Trying to find the reason behind his latest performance, the world No.1 isn’t ruling out the possibility that it might be linked to an incident that took place at the tournament two days ago. Following his win over France’s Corentin Moutet, Djokovic suffered a blow to his head after a fan accidentally dropped a metal bottle from the stands. Immediately afterwards, he experienced nausea, dizziness and bleeding for up to an hour but was checked by medical officials.

“I don’t know, to be honest. I have to check that.” Djokovic replied when asked if the incident affected his form on Sunday.
“Training was different. I was going for kind of easy training yesterday. I didn’t feel anything, but I also didn’t feel the same.
“Today under high stress, it was quite bad – not in terms of pain, but in terms of this balance. Just no coordination. Completely different player from what it was two nights ago.
“It could be. I don’t know. I have to do medical checkups and see what’s going on. “

The tennis star said he managed to sleep fine after his head blow but did experience headaches. He looked to be in good spirits the day after it happened and even turned up to practice in Rome wearing a safety helmet.
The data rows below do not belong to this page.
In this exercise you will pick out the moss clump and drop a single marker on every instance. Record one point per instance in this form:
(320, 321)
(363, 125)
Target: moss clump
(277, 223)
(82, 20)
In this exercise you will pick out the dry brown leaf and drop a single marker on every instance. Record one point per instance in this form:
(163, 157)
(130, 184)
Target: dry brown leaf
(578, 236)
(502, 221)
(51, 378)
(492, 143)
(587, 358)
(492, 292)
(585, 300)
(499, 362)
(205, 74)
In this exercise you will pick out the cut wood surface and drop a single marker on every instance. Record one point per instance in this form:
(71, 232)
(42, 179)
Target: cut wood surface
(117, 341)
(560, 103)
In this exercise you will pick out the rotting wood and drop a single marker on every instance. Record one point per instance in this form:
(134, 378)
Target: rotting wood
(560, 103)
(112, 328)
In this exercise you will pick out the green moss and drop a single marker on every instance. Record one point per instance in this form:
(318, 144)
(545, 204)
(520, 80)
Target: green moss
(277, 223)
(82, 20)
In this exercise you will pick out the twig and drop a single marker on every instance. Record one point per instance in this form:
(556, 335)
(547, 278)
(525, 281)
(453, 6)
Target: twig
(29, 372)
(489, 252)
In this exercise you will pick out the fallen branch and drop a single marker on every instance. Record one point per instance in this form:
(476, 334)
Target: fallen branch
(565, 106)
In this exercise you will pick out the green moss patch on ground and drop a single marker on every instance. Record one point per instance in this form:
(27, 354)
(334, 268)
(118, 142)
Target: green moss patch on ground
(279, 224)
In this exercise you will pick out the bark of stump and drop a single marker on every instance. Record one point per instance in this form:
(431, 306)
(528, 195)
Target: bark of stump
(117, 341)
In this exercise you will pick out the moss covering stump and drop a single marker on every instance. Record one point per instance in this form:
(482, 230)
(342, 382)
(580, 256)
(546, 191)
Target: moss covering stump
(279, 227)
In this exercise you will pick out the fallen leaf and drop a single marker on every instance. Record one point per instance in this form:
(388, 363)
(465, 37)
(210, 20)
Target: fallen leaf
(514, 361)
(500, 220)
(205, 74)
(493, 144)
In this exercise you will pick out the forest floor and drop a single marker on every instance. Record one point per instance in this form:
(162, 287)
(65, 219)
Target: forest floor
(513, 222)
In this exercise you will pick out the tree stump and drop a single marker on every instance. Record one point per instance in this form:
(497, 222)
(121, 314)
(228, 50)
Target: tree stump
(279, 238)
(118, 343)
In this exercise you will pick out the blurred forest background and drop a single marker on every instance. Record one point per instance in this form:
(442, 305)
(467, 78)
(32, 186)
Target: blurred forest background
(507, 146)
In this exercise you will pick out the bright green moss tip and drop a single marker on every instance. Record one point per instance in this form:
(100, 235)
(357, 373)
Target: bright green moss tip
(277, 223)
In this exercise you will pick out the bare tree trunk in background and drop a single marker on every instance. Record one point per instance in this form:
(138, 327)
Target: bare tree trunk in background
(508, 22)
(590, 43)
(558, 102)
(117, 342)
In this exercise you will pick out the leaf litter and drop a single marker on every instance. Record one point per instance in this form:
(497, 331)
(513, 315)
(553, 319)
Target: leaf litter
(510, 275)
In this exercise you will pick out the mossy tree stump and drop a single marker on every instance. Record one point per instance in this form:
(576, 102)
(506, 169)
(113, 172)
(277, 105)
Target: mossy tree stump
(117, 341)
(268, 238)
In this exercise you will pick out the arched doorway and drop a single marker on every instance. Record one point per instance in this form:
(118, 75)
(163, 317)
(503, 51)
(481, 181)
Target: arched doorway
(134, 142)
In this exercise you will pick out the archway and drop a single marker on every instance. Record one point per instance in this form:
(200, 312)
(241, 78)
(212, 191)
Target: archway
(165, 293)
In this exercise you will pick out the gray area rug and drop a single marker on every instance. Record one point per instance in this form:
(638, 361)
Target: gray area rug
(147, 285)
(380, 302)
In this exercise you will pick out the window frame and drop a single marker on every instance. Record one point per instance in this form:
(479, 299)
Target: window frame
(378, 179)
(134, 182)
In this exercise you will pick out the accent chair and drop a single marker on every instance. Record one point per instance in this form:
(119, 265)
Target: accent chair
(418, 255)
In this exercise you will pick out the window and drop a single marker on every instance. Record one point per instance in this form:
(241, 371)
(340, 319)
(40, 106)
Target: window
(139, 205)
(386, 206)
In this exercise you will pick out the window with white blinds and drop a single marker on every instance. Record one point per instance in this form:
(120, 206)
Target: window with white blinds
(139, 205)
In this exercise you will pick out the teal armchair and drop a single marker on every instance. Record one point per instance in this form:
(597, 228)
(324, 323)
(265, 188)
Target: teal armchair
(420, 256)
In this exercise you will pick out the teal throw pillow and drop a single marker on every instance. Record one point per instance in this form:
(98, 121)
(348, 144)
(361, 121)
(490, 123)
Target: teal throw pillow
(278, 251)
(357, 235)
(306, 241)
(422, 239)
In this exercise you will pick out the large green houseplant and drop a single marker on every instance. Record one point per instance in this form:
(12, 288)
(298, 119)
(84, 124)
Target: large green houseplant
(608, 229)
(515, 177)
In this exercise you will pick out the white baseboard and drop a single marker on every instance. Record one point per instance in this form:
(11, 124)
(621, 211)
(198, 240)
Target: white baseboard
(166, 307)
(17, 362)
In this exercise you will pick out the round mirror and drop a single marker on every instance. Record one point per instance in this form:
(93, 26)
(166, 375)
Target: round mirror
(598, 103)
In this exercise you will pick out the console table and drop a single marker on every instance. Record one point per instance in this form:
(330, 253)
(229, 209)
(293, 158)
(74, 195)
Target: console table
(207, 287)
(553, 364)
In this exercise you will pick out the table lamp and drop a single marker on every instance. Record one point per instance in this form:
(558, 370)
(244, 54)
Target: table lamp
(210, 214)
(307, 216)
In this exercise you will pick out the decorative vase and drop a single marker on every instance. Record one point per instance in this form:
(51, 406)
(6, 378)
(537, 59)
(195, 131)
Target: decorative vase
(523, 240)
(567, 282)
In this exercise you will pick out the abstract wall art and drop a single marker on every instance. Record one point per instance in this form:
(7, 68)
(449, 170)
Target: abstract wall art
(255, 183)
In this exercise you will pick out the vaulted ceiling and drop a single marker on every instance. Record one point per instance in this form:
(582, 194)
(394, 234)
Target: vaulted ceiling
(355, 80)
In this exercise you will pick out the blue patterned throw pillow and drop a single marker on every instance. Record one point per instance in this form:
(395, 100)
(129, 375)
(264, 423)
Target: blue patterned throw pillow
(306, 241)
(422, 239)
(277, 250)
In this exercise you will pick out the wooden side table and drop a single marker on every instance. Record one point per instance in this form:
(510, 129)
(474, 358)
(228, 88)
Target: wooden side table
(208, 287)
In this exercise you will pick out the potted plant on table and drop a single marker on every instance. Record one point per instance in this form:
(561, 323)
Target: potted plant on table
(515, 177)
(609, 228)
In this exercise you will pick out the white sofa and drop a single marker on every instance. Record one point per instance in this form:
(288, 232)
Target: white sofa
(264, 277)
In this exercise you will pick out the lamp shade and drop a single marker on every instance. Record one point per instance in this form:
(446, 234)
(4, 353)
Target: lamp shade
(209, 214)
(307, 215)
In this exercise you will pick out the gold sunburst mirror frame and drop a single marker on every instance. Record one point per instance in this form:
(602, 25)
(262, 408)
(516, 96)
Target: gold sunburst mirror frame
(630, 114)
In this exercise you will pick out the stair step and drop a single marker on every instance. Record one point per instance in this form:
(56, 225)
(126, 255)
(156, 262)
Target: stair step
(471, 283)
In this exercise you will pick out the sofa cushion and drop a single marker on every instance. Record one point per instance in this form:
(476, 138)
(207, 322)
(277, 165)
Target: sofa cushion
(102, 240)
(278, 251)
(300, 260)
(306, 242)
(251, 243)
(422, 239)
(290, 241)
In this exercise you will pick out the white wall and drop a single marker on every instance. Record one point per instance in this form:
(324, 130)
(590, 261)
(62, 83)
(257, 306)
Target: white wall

Djokovic’s concerns come two weeks before the start of the French Open where he is seeking a record 25th Major title. He will undoubtedly be one of the contenders for glory but admits there is a lot of work that needs to be done in the coming days. 

“Everything needs to be better in order for me to have at least a chance to win it,” he said.
“The way I felt on the court today was just completely like a different player entered into my shoes. Just no rhythm, no tempo, and no balance whatsoever on any shot.
“It’s a bit concerning.”

The French Open will begin on Sunday 26th May.